In Citrus Heights in 1984, Montgomery Ward was where Lowe’s is, and Macy’s was located where Target is now. The Post Office was near Sylvan Corners, and there was nothing north of Fountain Square except fields.

In November 1984, a few business people and others met to explore the idea of forming a new city. Past attempts to incorporate had never materialized.

Why incorporate? Well, we were a “cash cow” for the county; we generated more in dollars than we received in services. Our supervisor represented other communities like Folsom, Orangevale, and Fair Oaks, with interests that sometimes conflicted with ours.

Our law enforcement was a joke. At times we had less than one Deputy Sheriff patrolling Citrus Heights at night. Further, we had no control over local land use decisions.

For those and other reasons, the Citrus Heights Incorporation Project (CHIP) was launched under the leadership of Chamber President Rich Wagner, CPA. The Citrus Heights Chamber of Commerce endorsed the project, and stayed involved to the end.

In the next year (1985), CHIP went before the Sacramento County Local Agency Formation Commission (LAFCO) which allowed CHIP to develop the first financial feasibility study, to gather signatures (12,000) and to raise money for the election effort.

LAFCO endorsed cityhood and sent the measure to the Board of Supervisors to set the ballot date. We believed that we would be on the ballot in 1986, and be incorporated on Jan. 2, 1987, but the County Board of Supervisors refused to put the measure on the ballot, and the lawsuits began.

Those were bleak years – first the Superior Court in Sacramento, then the Third District Court of Appeals, then the California Supreme Court.
We prevailed at the California Supreme Court.

Sixty-seven cities in California filed Amicus briefs supporting our lawsuit.
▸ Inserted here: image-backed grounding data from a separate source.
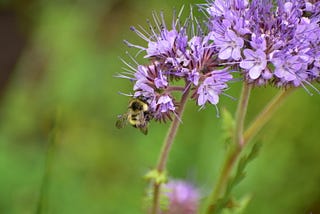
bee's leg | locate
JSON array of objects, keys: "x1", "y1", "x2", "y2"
[{"x1": 139, "y1": 126, "x2": 148, "y2": 135}]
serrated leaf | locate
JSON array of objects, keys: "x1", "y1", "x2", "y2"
[
  {"x1": 229, "y1": 142, "x2": 261, "y2": 191},
  {"x1": 247, "y1": 142, "x2": 262, "y2": 162}
]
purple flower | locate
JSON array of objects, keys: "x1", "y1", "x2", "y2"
[
  {"x1": 157, "y1": 95, "x2": 175, "y2": 113},
  {"x1": 146, "y1": 29, "x2": 180, "y2": 58},
  {"x1": 125, "y1": 11, "x2": 188, "y2": 61},
  {"x1": 197, "y1": 80, "x2": 219, "y2": 106},
  {"x1": 240, "y1": 49, "x2": 267, "y2": 80},
  {"x1": 188, "y1": 36, "x2": 206, "y2": 60},
  {"x1": 162, "y1": 180, "x2": 199, "y2": 214},
  {"x1": 206, "y1": 0, "x2": 226, "y2": 17},
  {"x1": 250, "y1": 34, "x2": 266, "y2": 51},
  {"x1": 273, "y1": 57, "x2": 299, "y2": 82},
  {"x1": 186, "y1": 35, "x2": 218, "y2": 76},
  {"x1": 195, "y1": 69, "x2": 233, "y2": 107},
  {"x1": 154, "y1": 71, "x2": 168, "y2": 89},
  {"x1": 215, "y1": 29, "x2": 244, "y2": 60},
  {"x1": 187, "y1": 69, "x2": 200, "y2": 86},
  {"x1": 133, "y1": 64, "x2": 160, "y2": 92}
]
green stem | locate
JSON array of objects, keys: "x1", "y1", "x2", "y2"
[
  {"x1": 243, "y1": 88, "x2": 295, "y2": 144},
  {"x1": 151, "y1": 85, "x2": 191, "y2": 214},
  {"x1": 234, "y1": 83, "x2": 252, "y2": 147},
  {"x1": 205, "y1": 83, "x2": 251, "y2": 214}
]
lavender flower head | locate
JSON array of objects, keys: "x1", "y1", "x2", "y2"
[
  {"x1": 119, "y1": 8, "x2": 233, "y2": 122},
  {"x1": 202, "y1": 0, "x2": 320, "y2": 90},
  {"x1": 162, "y1": 180, "x2": 199, "y2": 214}
]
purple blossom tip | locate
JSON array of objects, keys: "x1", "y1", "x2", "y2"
[{"x1": 129, "y1": 26, "x2": 136, "y2": 31}]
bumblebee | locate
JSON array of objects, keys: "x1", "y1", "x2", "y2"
[{"x1": 116, "y1": 97, "x2": 152, "y2": 135}]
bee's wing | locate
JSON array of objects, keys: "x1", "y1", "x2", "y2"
[{"x1": 115, "y1": 114, "x2": 128, "y2": 129}]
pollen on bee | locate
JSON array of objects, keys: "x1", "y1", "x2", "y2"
[{"x1": 142, "y1": 104, "x2": 149, "y2": 111}]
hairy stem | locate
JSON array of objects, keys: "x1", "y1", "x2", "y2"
[
  {"x1": 244, "y1": 88, "x2": 295, "y2": 144},
  {"x1": 151, "y1": 84, "x2": 191, "y2": 214},
  {"x1": 205, "y1": 83, "x2": 251, "y2": 214}
]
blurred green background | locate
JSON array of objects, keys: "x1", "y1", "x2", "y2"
[{"x1": 0, "y1": 0, "x2": 319, "y2": 213}]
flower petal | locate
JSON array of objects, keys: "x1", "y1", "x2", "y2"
[
  {"x1": 207, "y1": 89, "x2": 219, "y2": 105},
  {"x1": 232, "y1": 47, "x2": 242, "y2": 60},
  {"x1": 239, "y1": 60, "x2": 254, "y2": 69},
  {"x1": 249, "y1": 66, "x2": 262, "y2": 79},
  {"x1": 218, "y1": 46, "x2": 232, "y2": 59}
]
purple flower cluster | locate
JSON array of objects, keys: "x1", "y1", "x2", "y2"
[
  {"x1": 162, "y1": 180, "x2": 199, "y2": 214},
  {"x1": 118, "y1": 1, "x2": 320, "y2": 123},
  {"x1": 121, "y1": 9, "x2": 233, "y2": 121},
  {"x1": 203, "y1": 0, "x2": 320, "y2": 88}
]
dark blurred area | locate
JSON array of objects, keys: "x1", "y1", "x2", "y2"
[
  {"x1": 0, "y1": 0, "x2": 319, "y2": 214},
  {"x1": 0, "y1": 1, "x2": 31, "y2": 99}
]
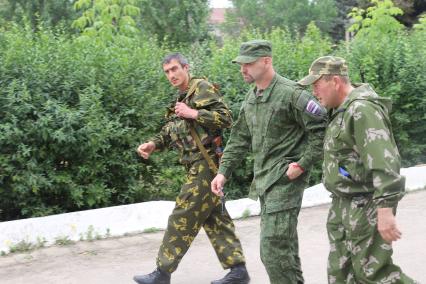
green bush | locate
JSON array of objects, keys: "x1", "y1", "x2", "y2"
[{"x1": 0, "y1": 27, "x2": 174, "y2": 220}]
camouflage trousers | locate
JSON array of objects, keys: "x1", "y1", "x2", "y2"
[
  {"x1": 259, "y1": 174, "x2": 307, "y2": 284},
  {"x1": 156, "y1": 159, "x2": 246, "y2": 273},
  {"x1": 327, "y1": 195, "x2": 416, "y2": 284}
]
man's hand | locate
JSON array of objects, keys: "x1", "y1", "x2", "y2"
[
  {"x1": 377, "y1": 207, "x2": 402, "y2": 243},
  {"x1": 175, "y1": 102, "x2": 198, "y2": 119},
  {"x1": 211, "y1": 174, "x2": 227, "y2": 196},
  {"x1": 286, "y1": 162, "x2": 304, "y2": 180},
  {"x1": 137, "y1": 141, "x2": 156, "y2": 159}
]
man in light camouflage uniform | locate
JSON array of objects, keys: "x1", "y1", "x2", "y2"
[
  {"x1": 134, "y1": 53, "x2": 249, "y2": 284},
  {"x1": 211, "y1": 40, "x2": 327, "y2": 283},
  {"x1": 299, "y1": 56, "x2": 417, "y2": 283}
]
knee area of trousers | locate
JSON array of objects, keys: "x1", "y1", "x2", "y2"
[
  {"x1": 261, "y1": 250, "x2": 297, "y2": 272},
  {"x1": 352, "y1": 267, "x2": 388, "y2": 283},
  {"x1": 265, "y1": 259, "x2": 300, "y2": 284}
]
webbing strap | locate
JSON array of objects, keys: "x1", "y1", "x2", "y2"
[
  {"x1": 185, "y1": 79, "x2": 218, "y2": 174},
  {"x1": 188, "y1": 122, "x2": 218, "y2": 174}
]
But the county appealed to the U.S. Supreme Court who declined to hear the appeal and sent the matter back to the California courts.

It’s a matter of trust
When Citrus Heights voters in 1996 faced the choice of whether to incorporate, they were facing a big risk with many unknowns. Where would City Hall be? Who would be our City Council? Who would provide law enforcement services?

Would we be better off as a city? Would the new City Council do the right thing?

The battle had gone on for 12 years. Would that effort and all that pain be wasted? On that election night in 1996, over 62% of the voters voted our new city into existence.

Now we are facing another important vote for our future: Measure M.

I have great confidence in our city leadership. Over the years the professional staff and our friends and neighbors whom we have elected to the City Council have demonstrated trust, vision, insight, and determination. By and large they have done a superb job.

The Community Center, the award-winning Police Department and its facility, City Hall, Auburn Boulevard revitalization, major reduction in crimes are just a few of the long list of accomplishments.

City leadership says we need Measure M to thrive, and I believe them.

For those of you who are on the fence regarding Measure M, I ask you to look at the track record of our city’s leadership. For 23 years we have “made do” without our property taxes. The first projection was that we would cross over into deficit spending in year 9. Then year 13. Actually it was around year 20 of Cityhood that it happened. Moving the crossover 11 years beyond the first projection is leadership of the best kind.

Since we will be receiving our property tax in 2023, some say “Let’s wait”. The property tax amount is about half of what we need each year to fix our roads. It will not cover roads and the 17 vacant positions in the Police Department, let alone the other needs that we have told the city that we want them to address.

For those of you who don’t like taxes, I understand. I don’t like them either. But to add an additional dollar to a $100 purchase to ensure the future of our city is something I will support. And I trust the City Council to do what they have said they will do with the money. Their track record speaks loudly for being excellent stewards of the money we have entrusted them with.

I am saddened by the intensity of the attacks on the backers of Measure M. We should be able to advocate diverse positions without resorting to attacks on the motives and character of those with whom one disagrees.

I am also dismayed by some of the very businesses who have benefited significantly from city assistance who have come out against Measure M.

This is the most important ballot measure facing Citrus Heights since the incorporation vote. We have the opportunity to soar going forward, or to slowly decline into one of those cities we read about too often. I know which choice works for me.

I urge you to continue the vision that brought us our city and vote “Yes” on Measure M.

Bill Van Duker is a local business owner and former chair of the Citrus Heights Incorporation Project for 6 years. He was also co-chair of the Measure R incorporation effort in 1996.